In the case of df.saveAsTable("mytable")
, the table is actually written to storage (HDFS/ S3). It is a Spark action.
On the other hand:
df.createOrReplaceTempView("my_temp_table")
is a transformation. It is just an identifier to be used for the DAG of df
. Nothing is actually stored in memory or on disk.
spark.sql("drop table if exists " + my_temp_table)
drops the table.
spark.sql("create table mytable as select * from my_temp_table")
creates mytable
on storage. createOrReplaceTempView
creates tables in global_temp
database.
It would be best to modify the query to:
create table mytable as select * from global_temp.my_temp_table
createOrReplaceTempView only register the dataframe (already in
memory) to be accessible through Hive query, without actually
persisting it, is it correct?
Yes, for large DAGs, spark will automatically cache data depending on spark.memory.fraction
setting. Check this page.
I have to Join hundreds of tables and hit OutOfMemory issue. In terms
of efficiency, what would be the best way ?

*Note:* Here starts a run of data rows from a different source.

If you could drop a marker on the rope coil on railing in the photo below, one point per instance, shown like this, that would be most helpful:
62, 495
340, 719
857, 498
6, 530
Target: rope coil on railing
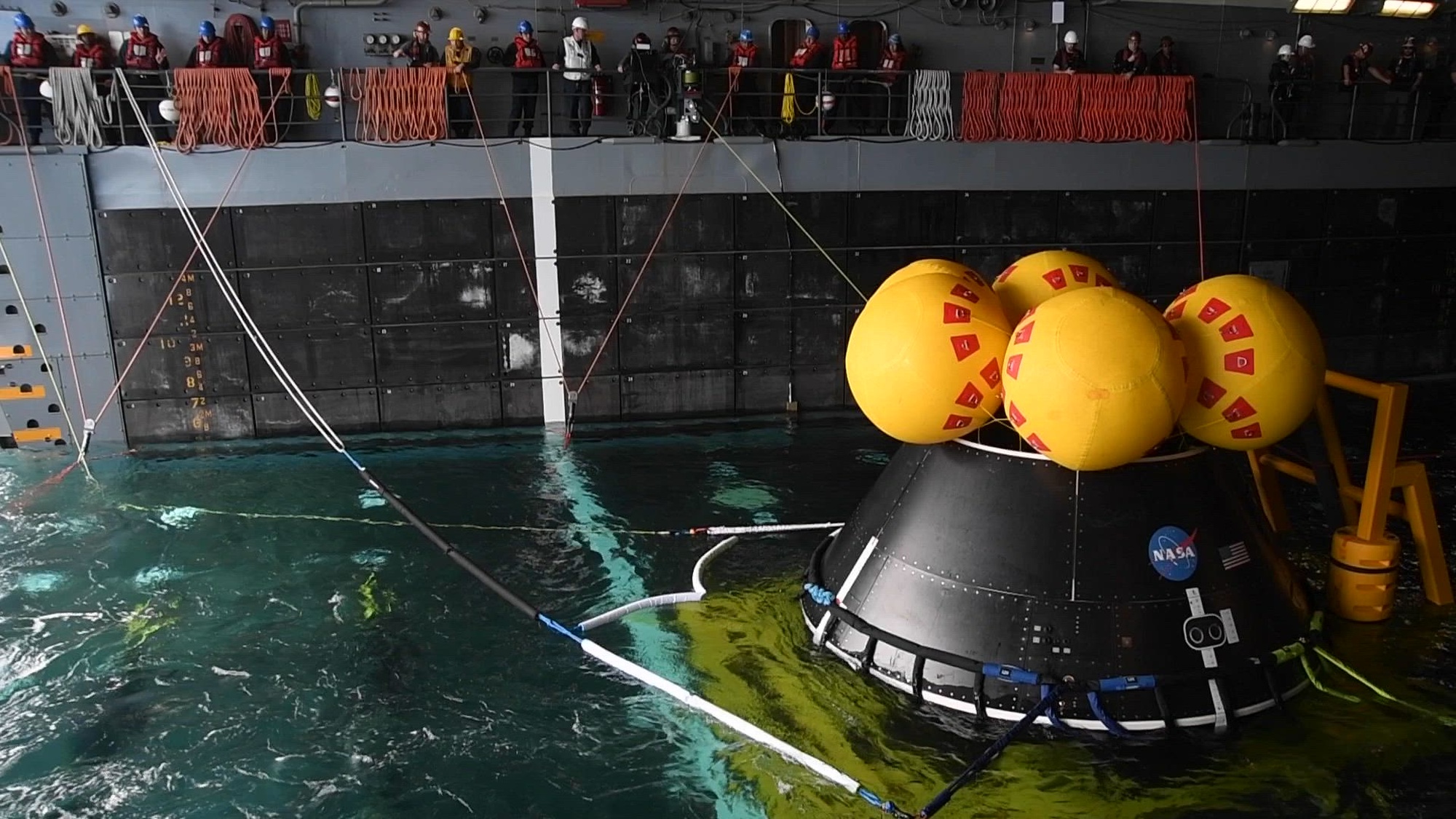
979, 95
222, 107
78, 111
400, 104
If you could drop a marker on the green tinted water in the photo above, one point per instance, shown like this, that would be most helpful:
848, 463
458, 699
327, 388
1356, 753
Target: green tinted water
168, 652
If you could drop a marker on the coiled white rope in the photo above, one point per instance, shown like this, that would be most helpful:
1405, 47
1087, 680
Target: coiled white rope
931, 113
78, 110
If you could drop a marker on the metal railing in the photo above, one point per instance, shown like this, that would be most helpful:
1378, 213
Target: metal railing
679, 104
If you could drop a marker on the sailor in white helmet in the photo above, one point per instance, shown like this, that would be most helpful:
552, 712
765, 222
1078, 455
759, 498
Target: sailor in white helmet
579, 58
1069, 59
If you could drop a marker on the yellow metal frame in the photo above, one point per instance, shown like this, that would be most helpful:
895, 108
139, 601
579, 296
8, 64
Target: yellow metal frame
1368, 507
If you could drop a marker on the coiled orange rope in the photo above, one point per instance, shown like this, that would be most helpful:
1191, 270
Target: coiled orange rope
1094, 108
221, 107
979, 92
400, 104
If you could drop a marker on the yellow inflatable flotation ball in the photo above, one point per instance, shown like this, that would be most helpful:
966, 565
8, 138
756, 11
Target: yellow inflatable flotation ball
925, 356
1256, 363
1094, 378
924, 267
1034, 279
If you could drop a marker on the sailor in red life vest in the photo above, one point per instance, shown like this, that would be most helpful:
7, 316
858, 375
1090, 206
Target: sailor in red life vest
270, 52
91, 53
143, 55
31, 53
210, 50
525, 55
806, 66
743, 87
847, 85
887, 107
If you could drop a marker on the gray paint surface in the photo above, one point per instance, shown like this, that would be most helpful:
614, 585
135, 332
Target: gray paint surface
127, 178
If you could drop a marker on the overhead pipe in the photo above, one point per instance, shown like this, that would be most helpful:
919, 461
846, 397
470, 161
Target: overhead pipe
299, 8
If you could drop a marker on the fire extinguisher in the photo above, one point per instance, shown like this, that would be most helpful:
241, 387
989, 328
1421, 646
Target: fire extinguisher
601, 95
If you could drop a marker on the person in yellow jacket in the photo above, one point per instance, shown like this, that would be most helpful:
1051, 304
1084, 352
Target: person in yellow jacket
461, 60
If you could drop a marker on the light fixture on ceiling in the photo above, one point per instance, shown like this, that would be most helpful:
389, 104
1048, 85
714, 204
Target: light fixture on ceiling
1409, 9
1323, 7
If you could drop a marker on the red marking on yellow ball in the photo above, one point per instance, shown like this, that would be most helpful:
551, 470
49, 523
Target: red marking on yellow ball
1237, 328
992, 372
965, 346
1240, 362
1212, 309
1240, 410
970, 397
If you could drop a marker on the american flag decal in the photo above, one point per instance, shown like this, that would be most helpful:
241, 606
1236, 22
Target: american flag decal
1234, 555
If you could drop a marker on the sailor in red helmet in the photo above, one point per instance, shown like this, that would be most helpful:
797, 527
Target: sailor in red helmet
745, 94
272, 55
806, 66
844, 84
525, 55
889, 90
33, 55
143, 58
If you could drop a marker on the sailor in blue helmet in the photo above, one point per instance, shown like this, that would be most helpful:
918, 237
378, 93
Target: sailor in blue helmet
31, 55
210, 52
807, 66
274, 92
145, 58
525, 55
745, 91
887, 90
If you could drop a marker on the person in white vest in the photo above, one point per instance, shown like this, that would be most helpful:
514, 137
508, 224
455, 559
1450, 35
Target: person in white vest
579, 56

df.persist() and df.join(..).join(..).join(..).... #hundred joins
createOrReplaceTempView then join with spark.sql(),
SaveAsTable (? not sure the next step)
Write to disk with Create Table then join with spark.sql()?
persist
would store some data in cached format depending on available memory and for end table that is generated by joining hundreds of tables, this would probably is not the best approach.
It would not be possible to suggest the approach that would work for you, but here are some general patterns:
If writes fail with OOM and the default spark.shuffle.partitions
are used, then the start point is to increase the shuffle partition count to ensure that each executor's partition is sized correctly depending on its memory availability.
The spark.shuffle.partitions
setting can be set across different joins, it doesn't need to be a constant across the Spark job.
Calculating partition size become difficult if multiple tables are involved. In that case, writing to disk and reading back before large tables is a good idea.
For small tables, less than 2GB, broadcasting is a possibility. The default limit is 10MB (I think) but it can be changed.
It would be best if the final table is stored on disk rather than serving thrift clients through temp tables.
Good luck!